Someone in your area should reply soon.  After to take a ride, you will understand. Or show up at the rally next month and meet the Army. ;D


----------



## raulito9506 (Sep 17, 2008)

i will definatley try to show up at the next rally but wats that all about? wat happens there ? wat do u do there and wen is it wat day?


----------



## costefishnt (Dec 11, 2006)

oh boy. i can tell you are young by your typing skills, so I will go easy on you 










i can do anything you can do with my gheenoe, and probably more. the new gheenoe's are in fact much more than you think you know about gheenoes. it is in essence a skiff.










i can also atest to their seaworthieness off shore as well. I have fished out side of port canaveral with this one and as well in 800' of water south of key west.

what makes them so good. well the name is what makes it so good. with 37 years worth of gheenoes being built that makes 90k + gheenoes that have been produced. approximately 15 different companies over time have done their best to duplicate this wonder of a boat. most have failed, and a couple still produce gheenoe knock off's. that in it's self tells me that the Gheen's are doing something right.

am i biased? yup. I am also the self proclaimed king of gheenoe. if you ever get a chance to take a demo on a gheenoe, prefferably the Low Tide 25 (like mine pictured above) you will have 1 of 2 thoughts afterwards. you will either love it or hate it. there is no in between. I will bet you will love it.

miami gheenoe'rs, somebody offer up the feller a ride.

on a side note, did you figure out the picture posting?


----------



## raulito9506 (Sep 17, 2008)

ur write about one thing i am young but ill tell u all something this 18 yr old can probally drive and build a better boat than 90% of the ppl here besides the fact that my dad owns a boat company (avanti ) i have a magnum and a pantera boats that i race in for fun but nothing bad just saying i just never been in a gheenoe and in rough water i think a skiff would handle better nothing is better than a deep v thats a fact in rough water but i would definatly like to go out on one they seem real nice but is thee any events here in miami i would luv to go out in a big group one day down here ???


----------



## JRH (Mar 18, 2007)

> ur write about one thing i am young but ill tell u all something this 18 yr old can probally drive and build a better boat than 90% of the ppl here besides the fact that my dad owns a boat company (avanti ) i have a magnum and a pantera boats that i race in for fun but  nothing bad just saying i just never been in a gheenoe and in rough water i think a skiff would handle better nothing is better than a deep v thats a fact in rough water but i would definatly like to go out on one they seem real nice but is thee any events here in miami i would luv to go out in a big group one day down here ???

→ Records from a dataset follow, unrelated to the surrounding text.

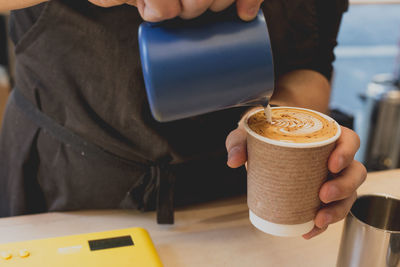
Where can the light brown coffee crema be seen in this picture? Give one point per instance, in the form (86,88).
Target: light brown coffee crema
(293,125)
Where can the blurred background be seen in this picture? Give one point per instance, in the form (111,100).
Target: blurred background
(365,93)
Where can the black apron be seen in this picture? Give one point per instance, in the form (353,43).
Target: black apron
(78,133)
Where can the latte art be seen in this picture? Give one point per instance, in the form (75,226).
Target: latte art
(293,125)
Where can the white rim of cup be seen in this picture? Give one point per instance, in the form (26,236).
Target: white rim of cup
(289,144)
(287,230)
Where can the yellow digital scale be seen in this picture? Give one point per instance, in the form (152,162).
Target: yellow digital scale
(130,247)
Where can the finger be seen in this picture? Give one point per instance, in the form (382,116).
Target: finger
(158,10)
(248,9)
(132,2)
(343,154)
(219,5)
(237,148)
(194,8)
(345,184)
(334,212)
(315,231)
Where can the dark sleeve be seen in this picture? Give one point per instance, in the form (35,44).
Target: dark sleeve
(22,20)
(303,33)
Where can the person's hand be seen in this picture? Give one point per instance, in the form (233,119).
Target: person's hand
(159,10)
(338,194)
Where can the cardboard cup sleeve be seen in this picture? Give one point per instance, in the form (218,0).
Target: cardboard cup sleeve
(283,184)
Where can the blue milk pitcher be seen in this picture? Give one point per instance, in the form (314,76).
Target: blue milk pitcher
(213,62)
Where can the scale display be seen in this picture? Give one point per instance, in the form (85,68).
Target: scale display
(130,247)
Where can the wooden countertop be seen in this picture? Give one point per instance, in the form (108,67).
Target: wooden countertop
(212,234)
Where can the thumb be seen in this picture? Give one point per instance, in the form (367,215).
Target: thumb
(248,9)
(237,148)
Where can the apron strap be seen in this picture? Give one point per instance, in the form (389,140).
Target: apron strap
(161,182)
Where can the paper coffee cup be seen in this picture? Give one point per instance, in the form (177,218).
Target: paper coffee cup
(284,180)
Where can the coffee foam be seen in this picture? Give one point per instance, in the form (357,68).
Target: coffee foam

That was one long sentence you typed. Be right back, I'm gonna go stab a pencil in my eye.


----------



## tom_in_orl (Dec 9, 2006)

> That was one long sentence you typed.  Be right back, I'm gonna go stab a pencil in my eye.


LMAO


In regards to the original question. Gheenoes are popular for many reasons. They are great freshwater and inshore boats. The small size is a feature that lots of people find desirable and Gheenoe perfected it. The price is outstanding for what you get. They are well built boats which the builder will customize to your tastes. Also, my experience has been that they are unconditionally guaranteed by the builder.

Just like there is only one Harley-Davidson. There is only one Gheenoe. All the others look-a-likes are cheap copies.


----------



## iMacattack (Dec 11, 2006)

wat skool u go two?


----------



## Un-shore (Sep 27, 2007)

Gheenoes aren't for offshore. It's about doing more with less.

Maybe if we have to 'splain it Gheenoe ain't for you.

Gheenoe rallys are where friends get together and and enjoy each others company and compare notes on building, customizing, and catching fish from one of the most unique crafts ever made. 

I'm sure daddy builds a nice product but, excluding myself, there is a full range of talant on this site that has produced some of the most exsquisite work known. There are professional craftsmen here that not only build superior products but come here to share their knowledge for free. There are complete amatuers that spend their valuble time persuing dreams and exploring their talents. You will meet some of the greatest people here that will bend over backwards to help you. 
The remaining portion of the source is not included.